ホテルに着いて、碧の居る部屋へ向かった。
部屋をノックすると、明里が迎えてくれた。
部屋には、碧と明里の二人だけだった。
私も含め、3人とも、宴会場の浴衣と羽織の恰好である。
ここで碧と、どんな話が行われたのか。
まあ碧とは、如何わしい事は何も無い。
心配する事もないだろう。
私は碧に言った。
「こんな所で、彼氏(スコッチの主任)ほっといて、いいんですか?」
碧が答えた。
「彼は部下達を誘って、飲みに行くって言ってました」
「そうですか……って、明里も彼の部下だろ~……新人の明里が……誘われなかったの」
私が明里に向かって言うと、碧が返してきた。
「明里さんを面接したの私ですから、彼には明里さんと飲みに行くと連絡しました」
「……そうですか」
「明里さんを誘おうと探していたら、多くの男性社員に囲まれてお誘いを受けていて、困っている様でしたので私が保護してここへ避難しました」
明里が恥ずかしそうに割り込んだ。
「はい……助かりました」
私は碧にお礼を言った。
「いやぁ、明里の携帯に掛けたら繋がらなくて、心配だったんですよ」
すると明里が答えた。
「あ、ごめんなさい、電車の中で色々検索していたら、バッテリーが切れちゃったんです」
……それは嘘だ。
明里はバッテリーの残量を見落とす事はしない。
・・・・・・
碧が私に尋ねた。
「ルームサービス追加します。主幹は何飲まれますか」
「何があるのだろう」
「ビール、ワイン、ウィスキー、……あ、日本酒もありますね」
「じゃあ、日本酒で。
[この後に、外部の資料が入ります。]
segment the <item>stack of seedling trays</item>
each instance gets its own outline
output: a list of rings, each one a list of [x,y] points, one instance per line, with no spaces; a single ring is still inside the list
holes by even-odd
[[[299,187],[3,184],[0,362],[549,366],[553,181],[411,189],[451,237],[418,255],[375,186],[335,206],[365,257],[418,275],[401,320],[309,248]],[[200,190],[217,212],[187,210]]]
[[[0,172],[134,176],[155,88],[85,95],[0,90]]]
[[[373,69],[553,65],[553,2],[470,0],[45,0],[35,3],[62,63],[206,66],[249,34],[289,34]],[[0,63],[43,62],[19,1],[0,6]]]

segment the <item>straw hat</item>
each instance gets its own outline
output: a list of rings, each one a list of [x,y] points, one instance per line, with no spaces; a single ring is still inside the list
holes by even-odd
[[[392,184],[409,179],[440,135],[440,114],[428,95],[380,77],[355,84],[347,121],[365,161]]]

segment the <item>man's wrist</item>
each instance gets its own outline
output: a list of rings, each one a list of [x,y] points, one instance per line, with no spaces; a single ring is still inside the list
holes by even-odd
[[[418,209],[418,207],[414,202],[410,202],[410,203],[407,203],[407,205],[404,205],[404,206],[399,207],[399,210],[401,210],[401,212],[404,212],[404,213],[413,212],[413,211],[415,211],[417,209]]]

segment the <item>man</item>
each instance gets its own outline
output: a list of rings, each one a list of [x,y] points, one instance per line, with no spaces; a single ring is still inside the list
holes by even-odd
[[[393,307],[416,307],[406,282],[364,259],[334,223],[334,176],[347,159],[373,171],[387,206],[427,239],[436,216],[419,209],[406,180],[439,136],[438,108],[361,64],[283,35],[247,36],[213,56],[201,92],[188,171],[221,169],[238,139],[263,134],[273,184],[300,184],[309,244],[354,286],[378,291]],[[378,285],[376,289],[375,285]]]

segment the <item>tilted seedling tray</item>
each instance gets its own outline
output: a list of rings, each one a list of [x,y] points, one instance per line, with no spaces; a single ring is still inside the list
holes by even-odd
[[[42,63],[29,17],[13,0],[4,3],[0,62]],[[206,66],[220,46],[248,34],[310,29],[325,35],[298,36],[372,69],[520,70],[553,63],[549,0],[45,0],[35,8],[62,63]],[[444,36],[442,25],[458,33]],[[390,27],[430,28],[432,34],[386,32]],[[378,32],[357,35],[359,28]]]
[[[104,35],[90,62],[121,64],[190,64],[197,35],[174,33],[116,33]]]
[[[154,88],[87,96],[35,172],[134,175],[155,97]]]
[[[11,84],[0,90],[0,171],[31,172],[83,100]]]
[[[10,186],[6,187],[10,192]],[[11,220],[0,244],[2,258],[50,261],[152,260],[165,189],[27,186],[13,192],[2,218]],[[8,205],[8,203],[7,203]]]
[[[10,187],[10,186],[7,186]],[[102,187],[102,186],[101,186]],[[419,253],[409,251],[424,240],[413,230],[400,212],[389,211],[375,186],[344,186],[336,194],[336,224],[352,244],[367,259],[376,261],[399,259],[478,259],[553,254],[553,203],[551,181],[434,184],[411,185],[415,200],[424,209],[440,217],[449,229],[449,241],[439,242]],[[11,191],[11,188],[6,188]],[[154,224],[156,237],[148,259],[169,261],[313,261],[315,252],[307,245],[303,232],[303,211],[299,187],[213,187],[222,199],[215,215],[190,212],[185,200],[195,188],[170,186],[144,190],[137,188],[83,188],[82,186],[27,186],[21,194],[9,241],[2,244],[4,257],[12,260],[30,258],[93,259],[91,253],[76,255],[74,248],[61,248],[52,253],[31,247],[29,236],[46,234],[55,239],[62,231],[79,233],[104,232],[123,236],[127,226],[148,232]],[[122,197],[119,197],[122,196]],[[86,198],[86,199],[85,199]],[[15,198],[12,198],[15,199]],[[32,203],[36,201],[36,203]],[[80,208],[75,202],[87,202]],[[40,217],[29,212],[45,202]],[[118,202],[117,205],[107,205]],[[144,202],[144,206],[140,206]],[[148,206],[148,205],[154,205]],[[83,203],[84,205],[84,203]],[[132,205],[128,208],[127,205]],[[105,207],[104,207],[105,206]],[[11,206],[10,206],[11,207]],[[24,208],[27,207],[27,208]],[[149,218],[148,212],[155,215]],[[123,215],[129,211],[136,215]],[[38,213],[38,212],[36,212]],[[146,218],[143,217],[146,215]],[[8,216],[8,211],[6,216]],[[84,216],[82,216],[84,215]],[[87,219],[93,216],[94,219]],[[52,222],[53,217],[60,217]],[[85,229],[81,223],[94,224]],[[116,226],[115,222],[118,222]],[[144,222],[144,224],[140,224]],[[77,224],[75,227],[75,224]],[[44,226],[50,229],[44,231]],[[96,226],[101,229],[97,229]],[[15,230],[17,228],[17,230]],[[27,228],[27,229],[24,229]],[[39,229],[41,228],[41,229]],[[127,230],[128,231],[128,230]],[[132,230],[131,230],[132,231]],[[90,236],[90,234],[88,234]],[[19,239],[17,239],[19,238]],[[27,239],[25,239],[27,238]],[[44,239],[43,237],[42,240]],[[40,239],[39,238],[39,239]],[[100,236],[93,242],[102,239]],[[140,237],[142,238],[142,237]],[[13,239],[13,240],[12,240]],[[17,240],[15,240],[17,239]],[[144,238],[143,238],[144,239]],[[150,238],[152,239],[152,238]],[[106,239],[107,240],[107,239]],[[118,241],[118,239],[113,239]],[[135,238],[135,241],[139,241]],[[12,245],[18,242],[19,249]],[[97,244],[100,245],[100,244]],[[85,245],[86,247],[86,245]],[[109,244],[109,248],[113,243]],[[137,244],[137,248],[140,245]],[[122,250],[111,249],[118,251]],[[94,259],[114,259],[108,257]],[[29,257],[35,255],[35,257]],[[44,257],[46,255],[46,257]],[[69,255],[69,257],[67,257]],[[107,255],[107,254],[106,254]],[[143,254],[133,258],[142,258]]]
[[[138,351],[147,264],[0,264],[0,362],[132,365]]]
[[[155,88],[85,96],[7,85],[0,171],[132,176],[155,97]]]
熱燗、出来るかなあ」
「聞いてみます」
碧は受話器を取って注文してくれた。
碧が電話している隙に、明里に小声で話し掛けた。
「どんな話し、していた?」
明里はクスッと笑って答えた。
「秘密です」
……何かこの二人、すっかり仲良しになった様だ。
碧が受話器を置いて、割り込んできた。
「あれ~二人でこっそり、何の内緒ばなし?」
明里が答えた。
「碧さんとの内緒ばなし、聞き出そうとするんですよ~」
「あら、女性どうしの内緒ばなしを聞き出そうとするなんて、酷いですよね~」
碧は笑って言った。
ん~そんな事言われると、余計気になってしまうではないか。